'Logjam' Vulnerability Threatens Encrypted Connections

An anonymous reader writes: A team of security researchers has revealed a new encryption vulnerability called 'Logjam,' which is the result of a flaw in the TLS protocol used to create encrypted connections. It affects servers supporting the Diffie-Hellman key exchange, and it's caused by export restrictions mandated by the U.S. government during the Clinton administration. "Attackers with the ability to monitor the connection between an end user and a Diffie-Hellman-enabled server that supports the export cipher can inject a special payload into the traffic that downgrades encrypted connections to use extremely weak 512-bit key material. Using precomputed data prepared ahead of time, the attackers can then deduce the encryption key negotiated between the two parties."
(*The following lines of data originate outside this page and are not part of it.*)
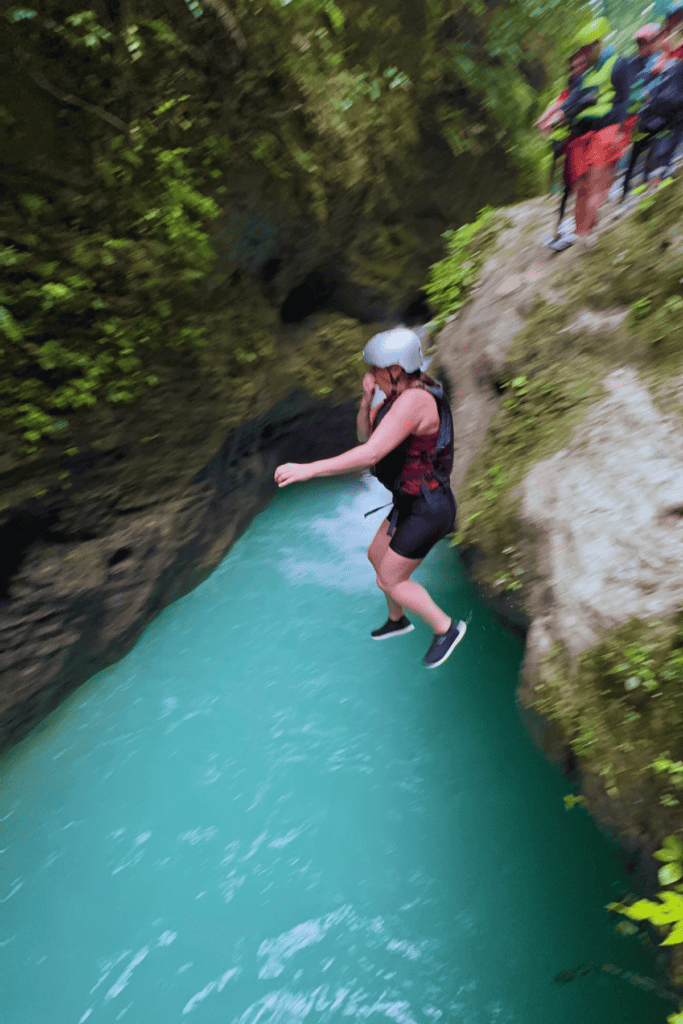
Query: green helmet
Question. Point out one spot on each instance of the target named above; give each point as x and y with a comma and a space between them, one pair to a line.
591, 33
400, 346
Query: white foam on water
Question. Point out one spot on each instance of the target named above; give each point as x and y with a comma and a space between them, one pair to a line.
199, 997
123, 979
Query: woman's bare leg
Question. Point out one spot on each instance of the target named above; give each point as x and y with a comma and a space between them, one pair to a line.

Internet Explorer is the only browser yet updated to block such an attack — patches for Chrome, Firefox, and Safari are expected soon. The researchers add, "Breaking the single, most common 1024-bit prime used by web servers would allow passive eavesdropping on connections to 18% of the Top 1 Million HTTPS domains. A second prime would allow passive decryption of connections to 66% of VPN servers and 26% of SSH servers. A close reading of published NSA leaks shows that the agency's attacks on VPNs are consistent with having achieved such a break." Here is their full technical report (PDF).

Opportunity to detect MITM attacks?

[Ungrounded+Lightning]

I skimmed the start of the paper. If I have this right:

  - Essentially all the currently-deployed web servers and modern browsers have the new, much better, encryption.
  - Many current web servers and modern browsers support talking to legacy counterparts that only have the older, "export-grade", crypto, which this attack breaks handily.
  - Such a server/browser pair can be convinced, by a man-in-the-middle who can modify traffic (or perhaps an eavesdropper-in-the-middle who can also inject forged packets) to agree to use the broken crypto - each being fooled into thinking the broken legacy method is the best that's available.
  - When this happens, the browser doesn't mention it - and indicates the connection is secure.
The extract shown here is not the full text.